Après débats à l’audience du 07 mars 2025, a rendu l’ordonnance de référé suivante, mise à disposition conformément à l’article 450 et suivants du Code de Procédure Civile, les parties ayant été avisées préalablement ;
ENTRE :
DEMANDERESSE
Commune de [Localité 8], dont le siège social est sis [Adresse 6], prise en la personne de son représentant légal domicilié en cette qualité audit siège
représentée par Maître Stéphanie DUARTE de la SCP VPNG, avocats au barreau de TOULOUSE
ET
DÉFENDEURS
Monsieur [O] [S]
demeurant [Adresse 3]
non comparant, ni représenté
Madame [F] [G]
demeurant [Adresse 3]
non comparante, ni représentée
RAPPEL DES FAITS
La commune de [Localité 8] est propriétaire d’un immeuble situé [Adresse 4].
Selon procès-verbal du 12 novembre 2024, un commissaire de justice a constaté la présence d’individus se présentant comme occupants des lieux et indiquant se nommer M. [O] [S] et Mme [F] [G], lesquels ont déclaré être dans les lieux depuis le 04 octobre 2024, le premier avec ses cousins et la seconde avec ses enfants.
Une sommation de déguerpir leur a été délivrée par acte d’huissier de justice le 12 décembre 2024.

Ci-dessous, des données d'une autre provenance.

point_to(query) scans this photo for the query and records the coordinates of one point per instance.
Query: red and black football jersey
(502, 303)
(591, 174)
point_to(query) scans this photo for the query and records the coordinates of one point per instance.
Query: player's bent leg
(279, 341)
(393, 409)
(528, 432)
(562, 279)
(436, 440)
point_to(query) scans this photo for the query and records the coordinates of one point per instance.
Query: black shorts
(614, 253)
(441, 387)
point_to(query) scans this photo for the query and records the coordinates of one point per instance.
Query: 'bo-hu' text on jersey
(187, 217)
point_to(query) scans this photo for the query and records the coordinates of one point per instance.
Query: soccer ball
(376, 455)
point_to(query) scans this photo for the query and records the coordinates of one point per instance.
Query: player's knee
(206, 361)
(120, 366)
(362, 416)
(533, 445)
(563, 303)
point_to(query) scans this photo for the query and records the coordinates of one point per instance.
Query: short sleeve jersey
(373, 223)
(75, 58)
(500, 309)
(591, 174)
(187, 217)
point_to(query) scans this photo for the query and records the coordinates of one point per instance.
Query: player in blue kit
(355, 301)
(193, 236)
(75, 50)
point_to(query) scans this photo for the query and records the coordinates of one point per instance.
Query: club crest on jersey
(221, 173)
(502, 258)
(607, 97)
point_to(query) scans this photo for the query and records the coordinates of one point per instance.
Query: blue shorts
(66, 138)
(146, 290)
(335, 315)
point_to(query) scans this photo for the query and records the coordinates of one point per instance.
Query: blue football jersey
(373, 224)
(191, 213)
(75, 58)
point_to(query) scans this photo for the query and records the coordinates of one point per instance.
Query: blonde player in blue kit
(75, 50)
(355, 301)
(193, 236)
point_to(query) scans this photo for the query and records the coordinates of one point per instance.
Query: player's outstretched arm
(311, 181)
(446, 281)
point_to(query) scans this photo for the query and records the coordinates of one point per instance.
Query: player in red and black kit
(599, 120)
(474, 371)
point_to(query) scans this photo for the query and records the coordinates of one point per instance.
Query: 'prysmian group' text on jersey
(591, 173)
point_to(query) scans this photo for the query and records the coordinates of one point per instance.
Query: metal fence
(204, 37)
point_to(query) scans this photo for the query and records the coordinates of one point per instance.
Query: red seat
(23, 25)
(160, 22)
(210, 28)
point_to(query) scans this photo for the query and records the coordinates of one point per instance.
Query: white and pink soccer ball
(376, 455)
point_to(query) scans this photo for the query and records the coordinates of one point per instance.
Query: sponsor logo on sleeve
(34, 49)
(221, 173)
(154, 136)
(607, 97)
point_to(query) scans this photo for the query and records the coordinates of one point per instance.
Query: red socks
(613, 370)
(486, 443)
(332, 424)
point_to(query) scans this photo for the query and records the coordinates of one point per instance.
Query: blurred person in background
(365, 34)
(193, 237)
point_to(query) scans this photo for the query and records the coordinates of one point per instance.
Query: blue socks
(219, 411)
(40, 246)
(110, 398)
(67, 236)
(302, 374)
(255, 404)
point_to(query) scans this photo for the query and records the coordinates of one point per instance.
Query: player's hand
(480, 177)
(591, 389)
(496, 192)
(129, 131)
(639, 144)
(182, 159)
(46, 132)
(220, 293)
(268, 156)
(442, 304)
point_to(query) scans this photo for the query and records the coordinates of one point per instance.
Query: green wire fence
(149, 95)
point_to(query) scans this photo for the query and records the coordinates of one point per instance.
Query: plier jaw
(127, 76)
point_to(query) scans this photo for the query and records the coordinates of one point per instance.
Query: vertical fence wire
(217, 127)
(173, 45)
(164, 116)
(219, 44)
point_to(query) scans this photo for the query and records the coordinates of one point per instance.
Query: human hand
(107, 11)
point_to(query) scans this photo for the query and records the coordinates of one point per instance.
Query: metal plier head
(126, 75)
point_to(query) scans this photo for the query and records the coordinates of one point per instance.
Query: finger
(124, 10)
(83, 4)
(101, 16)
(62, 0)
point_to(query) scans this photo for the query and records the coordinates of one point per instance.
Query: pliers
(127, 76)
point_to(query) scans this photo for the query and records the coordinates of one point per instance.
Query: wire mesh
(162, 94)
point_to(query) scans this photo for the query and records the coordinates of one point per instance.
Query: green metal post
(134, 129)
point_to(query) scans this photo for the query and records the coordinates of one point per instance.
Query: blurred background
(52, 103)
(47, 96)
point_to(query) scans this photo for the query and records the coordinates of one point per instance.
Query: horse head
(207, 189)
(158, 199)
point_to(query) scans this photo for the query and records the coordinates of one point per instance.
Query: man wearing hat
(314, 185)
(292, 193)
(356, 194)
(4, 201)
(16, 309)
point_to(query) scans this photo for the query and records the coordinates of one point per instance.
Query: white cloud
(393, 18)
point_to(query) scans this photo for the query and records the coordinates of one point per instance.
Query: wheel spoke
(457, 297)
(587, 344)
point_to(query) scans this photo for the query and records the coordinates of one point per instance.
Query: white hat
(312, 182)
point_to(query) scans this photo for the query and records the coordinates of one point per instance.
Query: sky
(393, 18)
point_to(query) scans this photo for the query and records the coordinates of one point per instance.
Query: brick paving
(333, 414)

Par ordonnance en date du 14 février 2025 rendue par la première vice-présidente du tribunal judiciaire de Toulouse, juge des contentieux de la protection, la commune de Toulouse a été autorisée à assigner en référé d’heure à heure M. [O] [S] et Mme [F] [G] devant le juge des contentieux de la protection de céans pour l’audience du 07 mars 2025.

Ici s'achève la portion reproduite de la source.